Dieser technische Ansatz ist nicht zuletzt für die Buchbranche insgesamt attraktiv. Auch größere Publikumsverlage kämpfen nicht selten mit ähnlichen oder sogar mit den gleichen Problemen wie die Schulen. Noch Ende des letzten Jahres konnte man von Kollegen während der E‑publish auf die Frage, warum der Books-in-Browser-Ansatz angesichts der vielfältigen ästhetischen Einschränkungen und Kompatibilitätsprobleme im E‑Reader-Bereich nicht viel offensiver genutzt wird, die verwirrte Antwort bekommen: „Ja, aber dann ist es ja kein Buch mehr.“ Nur, so meine Nachfragen: Ist es wirklich notwendig, analoge Standards der Buchdefinition mit digitalen Mitteln nachzubilden? Warum und für wen sollte man das machen? Und ist dieses Festhalten an analogen Standards tatsächlich die Grundlage für bessere Geschäfte in der (digitalen) Buchbranche?
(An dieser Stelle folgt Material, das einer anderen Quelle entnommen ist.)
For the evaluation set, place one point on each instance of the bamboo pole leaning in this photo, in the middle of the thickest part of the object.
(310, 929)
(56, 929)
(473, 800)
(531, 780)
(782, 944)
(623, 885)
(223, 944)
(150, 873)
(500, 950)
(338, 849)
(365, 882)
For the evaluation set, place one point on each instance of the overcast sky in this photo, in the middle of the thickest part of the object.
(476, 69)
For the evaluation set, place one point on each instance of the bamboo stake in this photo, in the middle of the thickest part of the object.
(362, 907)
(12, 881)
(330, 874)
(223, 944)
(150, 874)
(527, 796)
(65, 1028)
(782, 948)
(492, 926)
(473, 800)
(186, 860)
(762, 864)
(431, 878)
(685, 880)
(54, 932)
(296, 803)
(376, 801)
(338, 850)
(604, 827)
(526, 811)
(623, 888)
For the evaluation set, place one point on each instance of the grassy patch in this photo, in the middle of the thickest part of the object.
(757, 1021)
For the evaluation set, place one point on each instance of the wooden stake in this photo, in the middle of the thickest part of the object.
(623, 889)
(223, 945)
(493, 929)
Fazit: Die digitale Buchwelt erfordert ernsthafte Reformen in der Organisation von Buchproduktion und ‑implementierung

Einige Kollegen der Buchbranche diskutierten während der letzten E‑publish in Berlin die Frage, ob man den Absatz digitaler Bücher nicht mit traditionellen Werbemaßnahmen ankurbeln könnte. So wurde u.a. auch ein Button ins Spiel gebracht, der die Botschaft „Content inside“ an die Leser bringen sollte.[4]
So merkwürdig solche Ideen zunächst erscheinen, sie verweisen auf ein Problem, das nicht nur der Schulbuchbereich hat: das sektorale Denken. Die Bereiche Inhaltsproduktion, Vertrieb, Werbung und Kundenbetreuung arbeiten strukturell nicht so konsequent und dauerhaft zusammen wie es nötig wäre, um bleibenden Markterfolg zu haben.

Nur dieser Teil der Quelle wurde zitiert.